Mis à jour le 2011-02-10 15:44:03

Société française

Quand le pouvoir défie le peuple...

20 novembre 2007

D’habitude, c’est le peuple qui défie le pouvoir, l’inverse est pour moi inédit (je crois n’avoir vu ça que dans des dictatures…). Car quel intérêt peut avoir un gouvernement qui défie son peuple, même une petite portion de celui-ci, en imposant une perte substantielle d’acquis sociaux ? Vous avez deviné, je veux parler des grèves qui paralysent depuis quelques jours la France qui se déplace. Oh, je ne connais pas bien le dossier, je le reconnais bien volontiers. Je ne subis pas non plus ces grèves, puisque j’habite actuellement à Montréal. Mais peu importe, car je veux seulement parler ici de ce que je vois aux informations, sur la deuxième chaîne nationale.

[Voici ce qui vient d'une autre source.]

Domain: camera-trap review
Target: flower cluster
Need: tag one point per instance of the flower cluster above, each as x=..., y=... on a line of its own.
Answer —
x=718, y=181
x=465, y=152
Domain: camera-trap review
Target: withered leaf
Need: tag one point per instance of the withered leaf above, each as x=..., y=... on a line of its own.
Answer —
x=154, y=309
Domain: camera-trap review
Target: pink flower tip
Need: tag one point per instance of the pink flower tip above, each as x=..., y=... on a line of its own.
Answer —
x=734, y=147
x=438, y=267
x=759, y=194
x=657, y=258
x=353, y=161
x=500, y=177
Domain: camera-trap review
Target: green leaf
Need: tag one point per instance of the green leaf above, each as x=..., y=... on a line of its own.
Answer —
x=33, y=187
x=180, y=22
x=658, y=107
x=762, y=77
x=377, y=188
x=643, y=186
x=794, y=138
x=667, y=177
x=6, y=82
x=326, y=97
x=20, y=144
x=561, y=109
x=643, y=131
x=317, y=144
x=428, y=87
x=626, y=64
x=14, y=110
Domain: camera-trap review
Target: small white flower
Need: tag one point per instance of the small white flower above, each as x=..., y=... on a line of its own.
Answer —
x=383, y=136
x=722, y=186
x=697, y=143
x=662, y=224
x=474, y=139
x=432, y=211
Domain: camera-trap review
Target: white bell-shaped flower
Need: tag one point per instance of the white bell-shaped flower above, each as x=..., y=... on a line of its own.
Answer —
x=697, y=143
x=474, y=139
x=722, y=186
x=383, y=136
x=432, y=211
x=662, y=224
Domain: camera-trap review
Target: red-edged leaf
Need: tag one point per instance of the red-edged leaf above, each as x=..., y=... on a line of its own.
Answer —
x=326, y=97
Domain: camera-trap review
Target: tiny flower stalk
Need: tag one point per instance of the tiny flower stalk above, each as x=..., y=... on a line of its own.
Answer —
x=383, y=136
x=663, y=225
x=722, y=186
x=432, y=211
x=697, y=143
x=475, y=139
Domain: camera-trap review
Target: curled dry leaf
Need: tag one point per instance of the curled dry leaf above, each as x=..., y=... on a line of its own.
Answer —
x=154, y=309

Ce soir, Monsieur Xavier Bertrand a fait le déplacement, il vient porter la bonne parole du président, d’un ton posé, calme, presque rassurant. C’est vrai que ce gars a une voix agréable, peut-être un peu trop aiguë ? Il est ouvert à la négociation, c’est ce qu’il dit. Ce sont les méchants syndicalistes qui ne veulent pas. Il est ouvert à la négociation, mais il faut que la grève cesse : on ne peut pas négocier pendant qu’il y a une grève. Pourquoi ? Je ne sais pas… Pourtant j’ai entendu l’argument une bonne dizaine de fois. Mais personne n’a jamais fini sa phrase. « Tout le monde comprend bien que l’on ne peut pas négocier… » Je n’ai toujours pas compris, je dois être un idiot de gauchiste. C’est un peu comme si j’exigeais qu’un employeur me signe un contrat à durée indéterminée avant d’accepter l’entretien d’embauche, pour avoir moins de pression. C’est ça hein, je comprends enfin ? C’est une histoire de pression… Parce qu’ils ne l’ont pas, la pression, les cheminots ? Et tous les autres ? Qu’ils exercent une pression est normal. La grève, c’est un contre pouvoir que certains ont la chance de pouvoir exercer. Les autres, tous les autres qui n’ont pas assez les moyens de signaler au monde leur présence, n’ont même pas ce pouvoir. Alors c’est une pression, la grève ? Eh oui…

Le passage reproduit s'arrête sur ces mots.